Dans la bouche du chef

Avec Allons enfants de la cuisine ! Stéphane Lagorce propose un manuel éclairé et littéraire à l’usage des jeunes futurs cuistots.

Jean-Claude Renard  • 30 mars 2022 abonné·es
Dans la bouche du chef
© Ludovic Lacroze

Ça a débuté comme ça. Par un semblant de vocation. Un mouflet tiraillé. À hue, à dia. Par un grand-père arc-bouté sur un fournil, une grand-mère « polaque » à vison cuisinant de fameux kluskis, une autre titillant des poulets rôtis. La matière pour forger deux qualités : la générosité et l’aménité. Tandis que le mouflet, sorti droit d’une image de Robert Doisneau, rêveur à l’infini, chambreur, se délecte du Repas de noce de Brueghel l’Ancien, se repasse en boucle les Variations Goldberg. Le voilà plongé dans un univers. Stagiaire en cuisine, d’abord. À la ramasse dans cette « décharge professionnelle » où échoue, à « quelques exceptions notables près, tout ce que l’échec scolaire pouvait produire : cancres, inadaptés innés, mauvais à tout, gauchers des deux mains, opportunistes, branleurs et roublards en tous genres » dont il fait partie.

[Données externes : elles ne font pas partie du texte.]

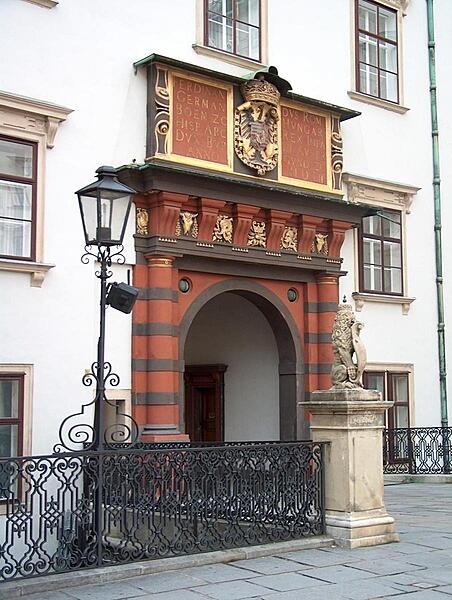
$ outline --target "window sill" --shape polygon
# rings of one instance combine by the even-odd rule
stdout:
[[[25,0],[26,2],[31,2],[32,4],[38,4],[39,6],[43,6],[44,8],[55,8],[58,4],[58,0]]]
[[[200,44],[193,44],[192,48],[196,54],[218,58],[219,60],[243,67],[244,69],[258,71],[261,67],[265,67],[263,63],[257,60],[243,58],[242,56],[236,56],[235,54],[229,54],[229,52],[223,52],[223,50],[217,50],[216,48],[209,48],[207,46],[201,46]]]
[[[0,271],[13,271],[14,273],[29,273],[31,287],[41,287],[47,273],[55,265],[37,262],[26,262],[0,258]]]
[[[372,104],[373,106],[378,106],[379,108],[385,108],[386,110],[392,110],[393,112],[404,115],[410,109],[406,106],[402,106],[401,104],[394,104],[393,102],[388,102],[387,100],[381,100],[381,98],[374,98],[374,96],[368,96],[367,94],[361,94],[360,92],[347,92],[349,98],[352,100],[357,100],[358,102],[364,102],[365,104]]]
[[[404,315],[408,314],[410,305],[415,300],[415,298],[405,296],[386,296],[384,294],[365,294],[361,292],[353,292],[352,298],[355,301],[356,312],[360,312],[366,302],[377,302],[380,304],[400,304]]]

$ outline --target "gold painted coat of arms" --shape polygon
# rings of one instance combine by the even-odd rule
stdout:
[[[235,109],[235,153],[245,165],[264,175],[278,164],[280,93],[265,79],[251,79],[240,91],[245,102]]]

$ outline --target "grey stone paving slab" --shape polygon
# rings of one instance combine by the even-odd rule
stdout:
[[[354,563],[351,568],[360,569],[362,571],[368,571],[375,575],[396,575],[397,573],[409,573],[410,571],[421,571],[425,567],[414,565],[412,563],[396,560],[391,558],[389,560],[367,560],[359,563]]]
[[[313,569],[314,571],[314,569]],[[261,575],[253,580],[253,583],[276,590],[278,592],[289,592],[291,590],[304,590],[318,586],[328,585],[314,577],[307,577],[301,573],[279,573],[279,575]]]
[[[233,581],[234,579],[250,579],[253,576],[258,576],[258,573],[250,573],[248,570],[240,569],[230,564],[192,567],[190,569],[183,569],[179,573],[195,577],[196,579],[202,579],[204,582],[207,581],[209,583]]]
[[[27,594],[21,596],[21,600],[74,600],[74,596],[69,596],[64,592],[42,592],[38,594]]]
[[[192,590],[173,590],[161,594],[146,594],[140,596],[140,600],[207,600],[210,596],[202,596]],[[110,600],[108,596],[104,600]]]
[[[354,569],[346,565],[333,565],[331,567],[319,567],[313,569],[313,575],[316,579],[327,581],[329,583],[342,583],[344,581],[353,581],[354,579],[371,579],[375,577],[373,573]]]
[[[399,596],[403,598],[403,596]],[[437,590],[424,590],[406,595],[406,600],[450,600],[449,594],[442,594]]]
[[[449,567],[452,568],[452,554],[448,550],[432,550],[405,555],[404,560],[413,565],[424,567]]]
[[[159,592],[188,589],[205,584],[205,581],[202,579],[197,579],[192,575],[185,575],[180,571],[142,575],[141,577],[134,577],[129,581],[140,590],[141,594],[143,594],[143,590],[147,594],[157,594]]]
[[[242,600],[242,598],[259,598],[269,592],[268,588],[248,581],[228,581],[225,583],[211,583],[196,589],[196,592],[205,594],[215,600]]]
[[[143,590],[131,583],[115,581],[101,585],[82,585],[77,588],[65,590],[70,598],[77,600],[125,600],[126,598],[140,598],[144,596]],[[38,594],[35,594],[38,596]]]
[[[339,584],[338,593],[350,600],[371,600],[373,598],[394,598],[404,596],[405,592],[400,589],[381,583],[378,579],[366,581],[350,581]],[[330,600],[334,597],[330,596]]]
[[[452,585],[444,585],[444,586],[439,586],[437,588],[435,588],[436,592],[441,592],[443,594],[449,594],[450,596],[452,596]]]
[[[330,565],[338,565],[346,563],[354,563],[360,560],[359,555],[349,555],[342,553],[336,548],[336,552],[327,552],[324,550],[300,550],[299,552],[287,552],[286,554],[278,554],[279,558],[292,560],[299,563],[300,569],[303,565],[314,567],[328,567]]]
[[[343,596],[340,590],[341,586],[332,584],[324,589],[306,588],[302,591],[275,592],[263,596],[263,600],[345,600],[346,596]]]
[[[291,560],[285,560],[276,556],[266,558],[252,558],[250,560],[238,560],[231,563],[235,567],[263,573],[264,575],[276,575],[278,573],[288,573],[290,571],[299,571],[300,565]]]

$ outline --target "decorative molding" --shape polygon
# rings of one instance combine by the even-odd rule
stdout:
[[[232,217],[227,215],[218,215],[215,228],[213,230],[212,240],[214,242],[226,242],[232,244],[233,224]]]
[[[176,236],[198,237],[198,213],[192,213],[187,210],[181,211],[176,223]]]
[[[31,287],[41,287],[47,273],[55,265],[26,262],[22,260],[0,259],[0,271],[13,271],[15,273],[30,273]]]
[[[25,2],[31,2],[31,4],[37,4],[43,8],[55,8],[58,4],[58,0],[25,0]]]
[[[149,211],[147,208],[137,208],[136,232],[138,235],[149,235]]]
[[[298,231],[296,227],[285,227],[281,237],[281,249],[298,252]]]
[[[0,126],[45,135],[47,148],[53,148],[58,126],[71,112],[71,108],[0,90]]]
[[[361,92],[353,92],[350,90],[347,92],[347,94],[352,100],[356,100],[357,102],[372,104],[373,106],[378,106],[379,108],[384,108],[386,110],[392,110],[393,112],[401,115],[404,115],[410,110],[408,107],[402,106],[401,104],[394,104],[394,102],[382,100],[381,98],[375,98],[375,96],[368,96],[367,94],[362,94]]]
[[[342,189],[342,134],[339,117],[331,117],[331,186],[334,190]]]
[[[352,298],[355,301],[356,312],[361,312],[366,302],[376,302],[379,304],[400,304],[402,314],[407,315],[410,311],[410,305],[415,298],[406,296],[387,296],[384,294],[366,294],[363,292],[353,292]]]
[[[363,175],[344,173],[344,182],[347,185],[347,198],[352,203],[381,206],[392,210],[401,210],[410,213],[414,196],[420,190],[418,187],[371,179]]]
[[[248,246],[267,247],[267,232],[265,221],[253,221],[248,233]]]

Nous sommes dans les années 1970. Point de départ pour croiser une cosmogonie bigarrée, un stakhanoviste de la béchamel bouffi de désespoir, un grand maure de la plonge, des ivrognes et des freluquets, des fiers-à-bras et des humiliés. Faut bien que le métier rentre. Le métier fait rêver ? Ah bon ! Encore faut-il se farder des anguilles vivantes à peler sous les injures et les insultes, être traité de « salaud », de « tarlouze », être accusé de faire « un travail merdique » (au motif que les peaux d’anguille ne sont pas assez pelées). Et « y en a marre de ces stagiaires qui ne servent à rien » et qui, de toute façon, « ne sont tous que des pédés ! »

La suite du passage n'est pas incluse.